Senin, 16 Mei 2011

Sosialisasi Anti Pembajakan dengan Pendekatan Keagamaan


Oleh : Abdurrahman M

Berbagai kasus pembajakan buku yang terjadi di Indonesia dari tahun ke tahun terus meningkat, beberapa sebabnya adalah karena krisis ekonomi yang terus melanda Indoensia, selain itu ketidakmauan masyarakat kita tentang hukum dari pembajakan itu sendiri. Sementara sebagian lain berdalih dengan harga jual buku yang terlalu mahal sehingga tidak terjangkau oleh konsumen buku. Sementara sebagian lagi menyatakan bahwa agama mereka (Islam) dalam hal ini tidak melarang (baca = membolehkan ) pembajakan.
Dirjen HAKI sudah seringkali melakukan berbagai sosialisasi mengenai hak cipta, namun hasilnya masih dirasakan kurang, selain itu ternyata masih banyak kalangan masyarakat yang tidak memahami apa itu hak cipta dan apa itu pembajakan.
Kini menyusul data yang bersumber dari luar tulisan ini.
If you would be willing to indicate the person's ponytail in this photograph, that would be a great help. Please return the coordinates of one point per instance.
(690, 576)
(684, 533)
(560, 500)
Yang mereka ketahui adalah mereka dapat membeli buku dengan harga yang murah walaupun kualitasnya di bawah standard.
Sungguh ironi sekali, di saat Dirjen HAKI sibuk mensosialisasikan tentang anti pembajakan, justru masyarakat kita terus memburu buku-buku bajakan. Lihat saja buku Maryamah Karpov milik Andrea Hirata yang dijual dengan harga Rp. 79.000 dapat dibeli dengan Rp. 20.000, bahkan para penjual buku bajakan berani menjual Novel Tetralogi ini dengan Rp 60.000 dengan empat novel. Ini adalah harga di Bogor, bagaimana di Jakarta?
Sepertinya sosialisasi terhadap hak cipta dan anti pembajakan memerlukan adanya sebuah terobosan baru yaitu dengan pendekatan keagamaan. Dalam hal ini karena mayoitas penduduk di Indonesia adalah muslim maka pendekatan Islam menjadi sebuah alternative dalam sosialisasi ini. Langkah-langkah yang dapat dilakukan meliputi memberikan pemahaman yang benar bahwa ternyata pembajakan adalah bentuk pelanggaran hukum agama, selain itu adanya ancaman yang tegas mengenai hal ini.
Islam misalnya memberikan perlindungan menyeluruh terhadap sendi-sendi kemanusiaan, termasuk penjagaannya terhadap harta, dalam ruang lingkup Islam dikenal adanya hifdzul mal (perlindungan terhadap harta seseorang). Dalam hal ini yaitu bahwa seseorang yang memiliki hak cipta atas sebuah buku, ia adalah pemilik sah, sehingga pihak lain yang menginginkan untuk memperbanyaknya harus dengan izin pemiliknya tersebut. Sosialisasi ini tentunya harus didukung dan dilakukan oleh para pemuka agama yang paham dengan hal ini.
Sejatinya budaya yang ada pada masyarakat kita sangat menghormati adanya hak kepemilikan seseorang. Lihat saja ketika lagu Rasa Sayange diklaim oleh Malaysia, masyarakat kita ramai-ramai melakukan aksi penolakan. Demikian pula tingkat keagamaan masyarakat kita masih cukup tinggi, peristiwa kartun Nabi, kemudian serangan Israel ke Palestina segera mendapatkan respon dari masayarakat kita. Semua itu adalah indikasi bahwa masyarakat Indonesia sebenarnya menerima dan menghormati setiap hak milik pihak lain. Hanya saja ketidak tahuan dan masih samarnya mereka terhadap hak cipta in sehingga mereka tidak paham apa itu pembajakan dan apa itu hak cipta. 
Dari sini sosialisasi anti pembajakan dengan pendekatan keagamaan menjadi sebuah keniscayaan yang tidak bisa dielakkan lagi. Hasil yang diharapkan tentunya adalah berkurangnya kasus-kasus pembajakan yang terjadi di persada ini, bahkan tidak hanya mengurangi tapi juga diharapkan mampu menghilangkan berbagai bentuk pembajakan yang ada.     

Tidak ada komentar:

Posting Komentar

Please Uktub Your Ro'yi Here...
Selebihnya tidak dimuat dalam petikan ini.